Sonaba con insistencia, la campanilla avisadora, en la madriguera del ratoncito Pérez-oso indicando que debía salir raudo a entregar un regalo a un niño, que habiéndosele caído un diente lo colocó bajo la almohada en espera de que se cumpliera esta tradición.
El ratoncito Pérez-oso, no hacía caso y glotón se relamía los bigotes, impaciente, ante un trozo de buen queso. Un gran festín para el solo se disponía a darse. Tanto insistía la campanilla que malhumorado y receloso fue a realizar su cometido y al niño le entregó su regalo, regresó a toda prisa y con mucha preocupación.
Por el camino no cesaba de atormentarse pensando que otros ratones su queso se habrían comido, a toda velocidad pasó junto a un anciano que dudaba y no se atrevía a cruzar la calle y Pérez-oso no le hizo caso, más adelante una señora, cargada de paquetes, casi no podía caminar, la miró, pero con su prisa tampoco le ayudó, pasó junto a una niña que lloraba porque se le había caído su muñeca a un gran charco, la ignoró y Pérez-oso raudo se marchó.
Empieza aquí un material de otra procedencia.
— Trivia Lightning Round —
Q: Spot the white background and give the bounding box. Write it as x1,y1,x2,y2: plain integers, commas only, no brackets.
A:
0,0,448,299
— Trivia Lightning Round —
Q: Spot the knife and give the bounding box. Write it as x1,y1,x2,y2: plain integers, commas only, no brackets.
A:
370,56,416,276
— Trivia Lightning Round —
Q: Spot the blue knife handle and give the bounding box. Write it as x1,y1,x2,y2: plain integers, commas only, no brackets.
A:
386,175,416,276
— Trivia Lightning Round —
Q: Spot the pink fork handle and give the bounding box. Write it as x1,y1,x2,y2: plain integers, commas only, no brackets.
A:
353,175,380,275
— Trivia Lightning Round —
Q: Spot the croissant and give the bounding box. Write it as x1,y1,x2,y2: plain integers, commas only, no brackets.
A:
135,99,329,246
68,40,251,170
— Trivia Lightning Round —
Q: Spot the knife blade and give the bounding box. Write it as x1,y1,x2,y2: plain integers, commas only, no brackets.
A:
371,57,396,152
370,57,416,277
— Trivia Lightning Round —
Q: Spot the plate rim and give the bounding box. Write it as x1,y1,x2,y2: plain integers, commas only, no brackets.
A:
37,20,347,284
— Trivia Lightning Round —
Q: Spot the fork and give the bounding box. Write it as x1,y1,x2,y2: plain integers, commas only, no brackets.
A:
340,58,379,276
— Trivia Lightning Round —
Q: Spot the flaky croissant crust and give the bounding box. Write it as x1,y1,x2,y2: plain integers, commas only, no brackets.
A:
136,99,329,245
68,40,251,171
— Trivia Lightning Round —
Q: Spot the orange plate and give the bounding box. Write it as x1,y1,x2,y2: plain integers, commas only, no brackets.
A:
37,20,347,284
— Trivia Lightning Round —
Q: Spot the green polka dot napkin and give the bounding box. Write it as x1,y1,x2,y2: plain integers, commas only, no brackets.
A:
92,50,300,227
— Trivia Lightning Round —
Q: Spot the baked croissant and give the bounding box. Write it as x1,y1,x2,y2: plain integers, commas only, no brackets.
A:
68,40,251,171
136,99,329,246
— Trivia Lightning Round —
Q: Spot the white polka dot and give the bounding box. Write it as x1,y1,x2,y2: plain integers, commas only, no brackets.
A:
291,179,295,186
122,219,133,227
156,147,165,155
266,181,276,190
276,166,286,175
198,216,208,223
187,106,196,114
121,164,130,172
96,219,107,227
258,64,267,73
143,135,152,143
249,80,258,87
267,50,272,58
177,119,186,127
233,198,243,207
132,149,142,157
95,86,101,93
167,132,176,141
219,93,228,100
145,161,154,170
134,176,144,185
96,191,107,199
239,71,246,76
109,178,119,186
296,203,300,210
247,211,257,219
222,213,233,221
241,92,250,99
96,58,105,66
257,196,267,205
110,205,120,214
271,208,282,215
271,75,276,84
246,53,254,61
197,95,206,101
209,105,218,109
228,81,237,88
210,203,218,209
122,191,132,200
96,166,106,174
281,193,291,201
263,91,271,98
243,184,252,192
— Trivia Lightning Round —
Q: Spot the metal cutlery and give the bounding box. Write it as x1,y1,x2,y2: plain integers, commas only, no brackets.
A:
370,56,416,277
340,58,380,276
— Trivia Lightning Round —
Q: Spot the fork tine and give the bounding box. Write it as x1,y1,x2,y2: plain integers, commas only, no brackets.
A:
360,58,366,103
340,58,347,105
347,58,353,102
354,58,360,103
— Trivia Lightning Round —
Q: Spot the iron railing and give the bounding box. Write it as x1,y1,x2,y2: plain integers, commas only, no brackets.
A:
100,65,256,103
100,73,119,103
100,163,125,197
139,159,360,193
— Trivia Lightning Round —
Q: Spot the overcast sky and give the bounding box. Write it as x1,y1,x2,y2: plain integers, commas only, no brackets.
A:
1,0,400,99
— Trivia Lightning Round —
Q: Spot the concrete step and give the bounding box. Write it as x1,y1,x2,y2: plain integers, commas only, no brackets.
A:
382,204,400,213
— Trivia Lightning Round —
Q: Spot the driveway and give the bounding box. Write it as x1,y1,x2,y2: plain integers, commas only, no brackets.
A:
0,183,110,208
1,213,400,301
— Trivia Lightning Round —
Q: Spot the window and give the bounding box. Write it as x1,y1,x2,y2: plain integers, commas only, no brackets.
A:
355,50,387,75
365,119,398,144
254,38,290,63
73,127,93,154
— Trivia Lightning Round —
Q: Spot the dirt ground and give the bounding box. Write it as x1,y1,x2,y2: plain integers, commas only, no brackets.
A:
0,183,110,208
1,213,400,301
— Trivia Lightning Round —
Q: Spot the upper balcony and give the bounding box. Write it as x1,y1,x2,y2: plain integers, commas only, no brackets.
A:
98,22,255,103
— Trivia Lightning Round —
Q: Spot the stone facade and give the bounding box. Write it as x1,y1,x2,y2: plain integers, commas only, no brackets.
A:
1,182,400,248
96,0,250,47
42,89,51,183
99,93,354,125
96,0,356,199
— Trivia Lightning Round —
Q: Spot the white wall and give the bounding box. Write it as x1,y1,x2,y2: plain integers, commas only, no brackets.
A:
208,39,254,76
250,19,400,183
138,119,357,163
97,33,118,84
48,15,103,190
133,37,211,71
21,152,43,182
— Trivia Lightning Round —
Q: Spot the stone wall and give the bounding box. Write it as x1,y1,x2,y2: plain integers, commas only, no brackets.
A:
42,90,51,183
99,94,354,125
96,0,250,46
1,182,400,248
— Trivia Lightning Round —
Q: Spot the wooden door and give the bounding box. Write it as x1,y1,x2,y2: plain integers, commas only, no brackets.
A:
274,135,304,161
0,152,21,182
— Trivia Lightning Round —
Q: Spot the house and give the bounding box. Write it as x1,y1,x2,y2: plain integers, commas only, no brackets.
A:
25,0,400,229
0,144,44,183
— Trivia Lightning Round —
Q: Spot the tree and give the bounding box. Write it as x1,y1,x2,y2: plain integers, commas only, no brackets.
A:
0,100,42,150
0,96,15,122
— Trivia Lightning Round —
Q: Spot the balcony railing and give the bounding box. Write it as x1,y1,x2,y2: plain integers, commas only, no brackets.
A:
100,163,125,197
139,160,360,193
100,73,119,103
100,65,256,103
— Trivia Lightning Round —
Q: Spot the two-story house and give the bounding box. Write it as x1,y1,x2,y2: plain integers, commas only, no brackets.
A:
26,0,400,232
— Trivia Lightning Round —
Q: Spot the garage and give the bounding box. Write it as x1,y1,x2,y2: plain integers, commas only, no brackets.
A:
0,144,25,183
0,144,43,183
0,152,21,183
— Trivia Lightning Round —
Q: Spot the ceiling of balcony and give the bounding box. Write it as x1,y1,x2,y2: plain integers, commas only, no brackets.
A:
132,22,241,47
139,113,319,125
Cuando sudoroso alcanzó su casa, con los ojos desorbitados, temió lo peor al ver muchas de sus amigas las ratitas y amigos los ratoncitos agolpados en la puerta. Respiró al ver que su trozo de delicioso queso estaba intacto, tal y como él lo dejó.
A empujones los apartó, egoísta y decidido se dispuso a comer, los otros ratones le miraron en silencio.
El ratoncito Pérez-oso les preguntó:
-¿Porqué no os comisteis mi queso? Y todos a una voz le contestaron.
– El queso es tuyo y no nuestro, y se tiene que respetar lo que es de los demás.
El ratoncito, comprendió la lección y cortés les invitó a participar en la comilona que el resto de ratones le agradeció.
El ratoncito Pérez-oso viéndolos tan contentos se sintió muy satisfecho y aprendió tres cosas:
La felicidad que produce el compartir, que hay que ser diligente con las tareas que se tienen que hacer y que ni un buen queso se debe interponer.